The Vacant Throne - Ed Greenwood [67]
The Risen King drew himself up to his full height, and took a step backwards without looking, up one step of the stair to his high seat, the better to be seen. "The Throne shall provide," he said loudly. "Stewards, make ready my Swords of the Castle, ready-armed for war. Bid them bring along a wagon of lances and a barrel of pitch. Let all be ready on the barge by sunfall."
There was a moment of shocked silence-and then the chamber erupted into a positive roar of excited, indignant, and incredulous talk.
Gods, was this Risen King to be a hothead forever wild-riding to the excitement of the moment? He dared to send his paltry bodyguard, or go with them! Who, then, would rule Aglirta while he was gone? Was this some trick of a baron, to gather in the king to a swift death by arrows in the woods upriver from Silvertree? How dare this clod of a farmer burst in with such a wild, obviously false tale! Was he hoping to capture the king and demand a ransom of Aglirta? Well, he'd get not a single copper wheel from this purse, no, nor-
"Tell me more of this beast," the king said more quietly, stepping down again to take the mud-covered man by the arm and guide him up the steps to the table by the throne where two stewards guarded decanters of wine and a platter of biscuits and cheeses. The roar of converse fell instantly to a ragged hush, as courtiers strained to hear every word exchanged by the king and the man from Garthrail.
"It's, ah, gray, Your Majesty," the weary envoy began, gratefully accepting a goblet steered into his hand. "And slow, with a hard shell on its body. Were it not for its claws-which are like a crab's, but as long as you or me with us laid down, y'see-you'd probably think it a great turtle come out of the river. It, ah, stumps along when it walks, like they do, and has a bare-skinned head like a river-snapper. It may turn aside to fight or dine, but goes right back to the line of its travel, and proceeds. Men with pitchforks tried to get it turned around, and did-but after it ate their forks and the hands of one who was too slow to let go, it went back to its old heading, as carefully as a matron at her knitting."
"And how," the old and impressively bearded steward Ranthalus asked severely, "do you know it was, as you put it, 'born of fell sorcery'?"
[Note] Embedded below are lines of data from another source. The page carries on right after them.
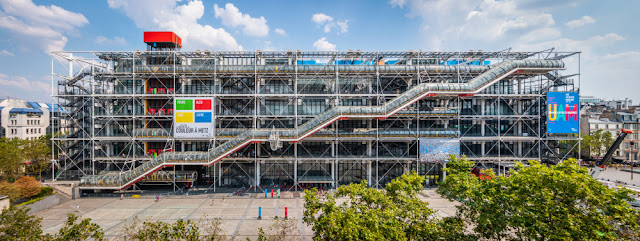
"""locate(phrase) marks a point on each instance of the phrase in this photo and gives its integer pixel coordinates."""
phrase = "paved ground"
(238, 214)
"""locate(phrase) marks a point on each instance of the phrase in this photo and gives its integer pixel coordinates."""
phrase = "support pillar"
(258, 173)
(369, 173)
(295, 175)
(333, 172)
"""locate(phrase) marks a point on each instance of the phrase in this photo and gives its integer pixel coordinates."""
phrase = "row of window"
(29, 122)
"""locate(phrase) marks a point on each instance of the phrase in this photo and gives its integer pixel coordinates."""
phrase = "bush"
(29, 186)
(10, 190)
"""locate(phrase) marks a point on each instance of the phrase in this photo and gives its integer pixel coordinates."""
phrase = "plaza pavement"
(238, 214)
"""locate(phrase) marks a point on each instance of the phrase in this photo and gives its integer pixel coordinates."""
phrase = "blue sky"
(604, 31)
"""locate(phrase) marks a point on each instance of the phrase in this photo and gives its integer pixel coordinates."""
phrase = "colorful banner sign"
(563, 112)
(193, 118)
(438, 149)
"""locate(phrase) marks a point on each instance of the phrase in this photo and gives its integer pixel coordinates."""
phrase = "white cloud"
(38, 25)
(528, 25)
(584, 20)
(52, 16)
(484, 22)
(6, 52)
(327, 23)
(324, 45)
(21, 86)
(112, 41)
(321, 18)
(612, 76)
(280, 31)
(167, 15)
(232, 17)
(343, 26)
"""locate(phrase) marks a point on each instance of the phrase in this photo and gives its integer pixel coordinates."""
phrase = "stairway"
(477, 84)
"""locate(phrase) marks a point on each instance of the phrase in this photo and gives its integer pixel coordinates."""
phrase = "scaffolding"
(297, 118)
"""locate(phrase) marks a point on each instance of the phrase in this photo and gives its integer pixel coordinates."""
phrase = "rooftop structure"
(300, 118)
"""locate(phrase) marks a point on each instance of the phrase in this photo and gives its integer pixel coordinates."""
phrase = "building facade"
(24, 119)
(298, 118)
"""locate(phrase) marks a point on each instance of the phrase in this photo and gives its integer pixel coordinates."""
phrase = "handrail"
(480, 82)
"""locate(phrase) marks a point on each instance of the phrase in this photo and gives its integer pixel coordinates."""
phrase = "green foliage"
(10, 190)
(12, 158)
(77, 231)
(29, 187)
(180, 230)
(395, 213)
(44, 192)
(597, 142)
(15, 224)
(539, 202)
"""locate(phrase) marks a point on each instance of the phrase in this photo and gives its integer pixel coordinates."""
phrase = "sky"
(605, 32)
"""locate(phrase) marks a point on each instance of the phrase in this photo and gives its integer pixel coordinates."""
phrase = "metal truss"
(117, 111)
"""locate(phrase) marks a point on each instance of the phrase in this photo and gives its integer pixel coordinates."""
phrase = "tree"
(77, 231)
(539, 202)
(597, 142)
(38, 153)
(28, 186)
(12, 159)
(15, 224)
(394, 213)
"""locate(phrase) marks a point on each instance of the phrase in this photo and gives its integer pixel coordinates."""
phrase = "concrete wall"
(46, 203)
Ranthalus was the eldest of all the stewards of Flowfoam, and spoke first-on the strength of the paltry few spells he'd mastered, though none at court had actually seen him do anything more impressive than make all the torches in the throne room catch light at once, and soar their flames high or dim them to guttering in silent obedience to his will.
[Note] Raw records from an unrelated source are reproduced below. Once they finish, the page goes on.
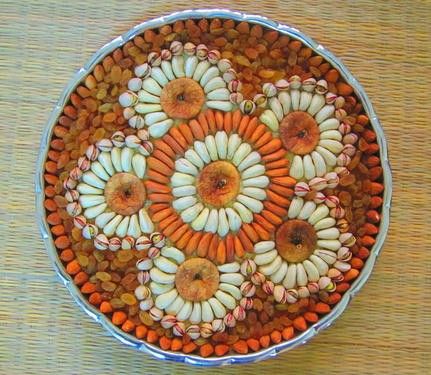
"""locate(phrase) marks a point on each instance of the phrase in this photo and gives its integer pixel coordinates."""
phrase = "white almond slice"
(144, 108)
(231, 289)
(146, 97)
(217, 308)
(295, 97)
(265, 258)
(121, 230)
(218, 94)
(109, 228)
(105, 159)
(263, 246)
(250, 160)
(178, 66)
(321, 265)
(221, 141)
(145, 223)
(210, 74)
(252, 204)
(193, 157)
(297, 167)
(159, 129)
(190, 66)
(175, 306)
(306, 210)
(255, 193)
(319, 164)
(214, 84)
(245, 214)
(301, 275)
(331, 145)
(116, 159)
(295, 207)
(327, 222)
(200, 70)
(211, 147)
(212, 222)
(259, 181)
(159, 76)
(165, 299)
(328, 256)
(333, 245)
(196, 315)
(155, 117)
(182, 203)
(158, 288)
(272, 267)
(316, 104)
(243, 150)
(276, 108)
(221, 105)
(311, 270)
(309, 169)
(189, 214)
(326, 112)
(183, 191)
(234, 219)
(165, 264)
(285, 101)
(225, 299)
(305, 100)
(329, 157)
(88, 189)
(104, 219)
(229, 267)
(278, 276)
(223, 225)
(185, 311)
(173, 253)
(182, 179)
(91, 200)
(253, 171)
(183, 165)
(139, 165)
(92, 212)
(232, 278)
(91, 179)
(207, 312)
(126, 159)
(150, 84)
(320, 213)
(199, 223)
(161, 277)
(331, 134)
(269, 118)
(167, 70)
(232, 145)
(133, 229)
(329, 124)
(202, 151)
(289, 281)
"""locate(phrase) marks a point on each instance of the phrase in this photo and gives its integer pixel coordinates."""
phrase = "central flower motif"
(218, 183)
(212, 186)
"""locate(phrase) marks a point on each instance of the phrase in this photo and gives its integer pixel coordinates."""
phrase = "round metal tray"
(153, 350)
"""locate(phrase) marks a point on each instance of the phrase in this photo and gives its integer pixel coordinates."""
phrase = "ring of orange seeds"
(161, 166)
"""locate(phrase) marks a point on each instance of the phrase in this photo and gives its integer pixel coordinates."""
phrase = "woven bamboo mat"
(387, 45)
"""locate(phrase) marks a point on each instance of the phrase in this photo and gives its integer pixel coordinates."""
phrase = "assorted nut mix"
(213, 187)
"It was the rocks," the man from Garthrail said simply, not knowing what title to give this scowling old man and so essaying none.
" 'The rocks'?" Ranthalus asked, quoting with a fastidiousness that was equal parts derision and irritation.
"Rocks, aye. The beast, y'see, walks through them. Through them, like they aren't but clouds or mist, be they stone barn walls or rocks of the field."
Ranthalus raised an incredulous brow-an action in which, across the crowded throne room, he was not unaccompanied. "A land crab, that walks as straight as a shot arrow up the Vale, eating men and cows, and strolls through stone. Man, have you been drinking?"
The reply was swift and firm. "Many a time, oldbeard, and much since we fought it-but there's nothing wrong with my eyes, nor with those in six villages I know of!"
"You fought it yourself? That is, man: 'twas solid, that you could feel?"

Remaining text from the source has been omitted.